French philosopher Montaigne (1533-1592) wrote, "The greatest thing in the world is to know how to belong to oneself." It may indeed be the greatest thing, but far more of us are better acquainted with its opposite, which is to belong to the opinions, expectations, hopes, and views of others. We take and make them our own, never realizing that we are trading away an important element of a good life.
Epictetus (c.50-c.138) understood this is a catastrophic loss. He wrote, "If it ever happens that you turn outward to please another person, certainly you have lost the plan of your life." Each of us should get to plan our own lives even as we understand that the results of those plans are far beyond our control. The results are not up to us alone.
Why some are people-pleasers
We may have been schooled early in life that pleasing people is what we should do. This may have been draped in the clothing of good manners. People-pleasing can give easier entry to social circles and work cohorts. Others realized that people-pleasing can be a very effective strategy for hiding in plain sight, giving us the benefit of doubt on all sorts of matters. Others realized that it can be a life-saving strategy: Fawning may defuse an explosive situation.
Turning outward to please others becomes deeply engrained behavior. It becomes so familiar that we do not even recognize it anymore; it is second nature.
For some, being a people-pleaser is a very effective way of deflecting attention away from substance use. You may seem so indispensable, pleasant, and accommodating that others would be hard pressed to believe you have a problem.
Some people struggling with addiction may also view their accommodating measures as a way to make up for or atone for their shortcomings and failures. The behavior can carry well into recovery. People may mistake people-pleasing for making amends and repairing relationships.
People-pleasing can be very damaging to a person's sense of worth and self-respect, which can have a devastating effect on recovery. It will also hinder the very relationships one wanted to repair.
People-pleasing as a habit
Pleasing others — most often at the expense of our own well-being — becomes habitual. Philosopher William James (1842-1910) describes habits as folds in a piece of paper. People-pleasers are always folding themselves into shapes that other people want from or expect of us.
People-pleasers are masterpieces of origami, which is the art of making multidimensional objects by folding pieces of paper. There's neither any glue nor any cutting; the shape emerges from the folding techniques used on the paper. Those shapes can be stunningly complex.

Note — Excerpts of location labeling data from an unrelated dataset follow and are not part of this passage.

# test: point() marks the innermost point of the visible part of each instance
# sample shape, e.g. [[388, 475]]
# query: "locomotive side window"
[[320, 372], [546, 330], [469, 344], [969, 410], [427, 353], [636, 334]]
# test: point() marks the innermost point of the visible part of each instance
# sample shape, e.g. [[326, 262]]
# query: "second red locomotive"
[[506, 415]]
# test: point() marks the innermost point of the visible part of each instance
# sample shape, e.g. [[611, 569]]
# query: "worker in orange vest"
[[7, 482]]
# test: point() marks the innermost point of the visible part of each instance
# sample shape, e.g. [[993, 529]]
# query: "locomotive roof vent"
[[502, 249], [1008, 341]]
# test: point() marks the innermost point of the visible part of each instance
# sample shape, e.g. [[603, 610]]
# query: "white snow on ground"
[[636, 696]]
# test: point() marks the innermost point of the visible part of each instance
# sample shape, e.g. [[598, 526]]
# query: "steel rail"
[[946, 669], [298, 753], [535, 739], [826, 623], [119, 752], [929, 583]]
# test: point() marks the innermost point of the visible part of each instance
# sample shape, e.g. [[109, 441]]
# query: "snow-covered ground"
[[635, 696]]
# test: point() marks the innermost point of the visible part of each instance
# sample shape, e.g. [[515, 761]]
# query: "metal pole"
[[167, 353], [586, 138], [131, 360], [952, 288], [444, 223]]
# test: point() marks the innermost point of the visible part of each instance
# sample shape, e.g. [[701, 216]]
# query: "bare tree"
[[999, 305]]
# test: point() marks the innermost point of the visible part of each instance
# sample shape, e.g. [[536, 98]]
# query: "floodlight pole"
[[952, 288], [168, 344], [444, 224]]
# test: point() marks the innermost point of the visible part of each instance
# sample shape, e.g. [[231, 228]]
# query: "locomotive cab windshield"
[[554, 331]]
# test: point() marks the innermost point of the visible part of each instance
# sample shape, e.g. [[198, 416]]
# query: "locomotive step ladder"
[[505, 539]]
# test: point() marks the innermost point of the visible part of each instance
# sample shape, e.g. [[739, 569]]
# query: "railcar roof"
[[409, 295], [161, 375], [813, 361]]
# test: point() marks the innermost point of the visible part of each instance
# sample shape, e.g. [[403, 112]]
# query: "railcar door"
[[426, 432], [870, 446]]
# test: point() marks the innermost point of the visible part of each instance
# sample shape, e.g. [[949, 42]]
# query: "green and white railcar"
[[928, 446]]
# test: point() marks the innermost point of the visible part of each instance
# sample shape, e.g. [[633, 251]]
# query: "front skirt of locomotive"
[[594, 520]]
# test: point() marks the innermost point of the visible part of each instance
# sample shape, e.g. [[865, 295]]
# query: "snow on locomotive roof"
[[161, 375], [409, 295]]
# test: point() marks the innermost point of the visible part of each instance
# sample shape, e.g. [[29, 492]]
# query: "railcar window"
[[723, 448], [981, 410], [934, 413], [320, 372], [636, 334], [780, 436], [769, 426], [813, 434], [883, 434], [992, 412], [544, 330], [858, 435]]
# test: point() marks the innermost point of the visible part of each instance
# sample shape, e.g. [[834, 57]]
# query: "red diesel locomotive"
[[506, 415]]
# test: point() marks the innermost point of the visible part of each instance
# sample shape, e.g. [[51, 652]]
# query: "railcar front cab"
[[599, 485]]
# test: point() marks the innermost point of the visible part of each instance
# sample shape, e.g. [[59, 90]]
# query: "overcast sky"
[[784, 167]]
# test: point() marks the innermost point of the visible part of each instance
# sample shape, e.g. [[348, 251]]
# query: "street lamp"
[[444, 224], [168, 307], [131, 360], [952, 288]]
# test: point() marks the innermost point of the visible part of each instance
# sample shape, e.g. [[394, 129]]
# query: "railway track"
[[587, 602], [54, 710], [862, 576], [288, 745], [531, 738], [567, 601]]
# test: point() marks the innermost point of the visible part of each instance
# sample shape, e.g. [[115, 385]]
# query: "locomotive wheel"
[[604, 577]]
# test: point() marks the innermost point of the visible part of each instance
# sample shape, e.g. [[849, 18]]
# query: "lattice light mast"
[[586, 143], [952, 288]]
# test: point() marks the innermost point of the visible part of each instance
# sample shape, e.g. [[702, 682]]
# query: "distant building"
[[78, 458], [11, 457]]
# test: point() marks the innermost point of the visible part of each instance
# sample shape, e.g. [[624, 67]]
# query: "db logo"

Others fold us at the same time we fold ourselves. So folded, we don't belong to ourselves; we belong to the expectations, wants, and demands that others have of us.
The people who benefit from others' habitual people-pleasing may not even notice it because it is so familiar to them. They have little respect for people-pleasers, as they expect or demand their compliance. Those who benefit from others' people-pleasing have no incentive for change because any change would interfere with their agendas.
Interrupting the people-pleasing habit
When people-pleasers interrupt the habitual and knee-jerk folding process, others may ask, Why are you being so difficult? The follow-up may be, Why are you being so selfish? Each of these is a judgment in the form of a question intended to bring a person back into alignment by sharpening a fold.
The charge of being selfish is often directed at people trying to change their using behaviors and in early recovery. Disrupting habitual people-pleasing is not selfish. Rather, by flattening some of the older folds, people come to belong to themselves and not to the expectations and demands of others.
Belonging to yourself is a remarkable achievement that will change the balance in many relationships. Some old relationships may end while others will recalibrate. New relationships will begin. This may be initially disorienting.
No longer operating under the yoke of people-pleasing makes it possible to create new habits, which are folds as well. In the context of good and healthy relationships, you can envision and create a stunningly complex you.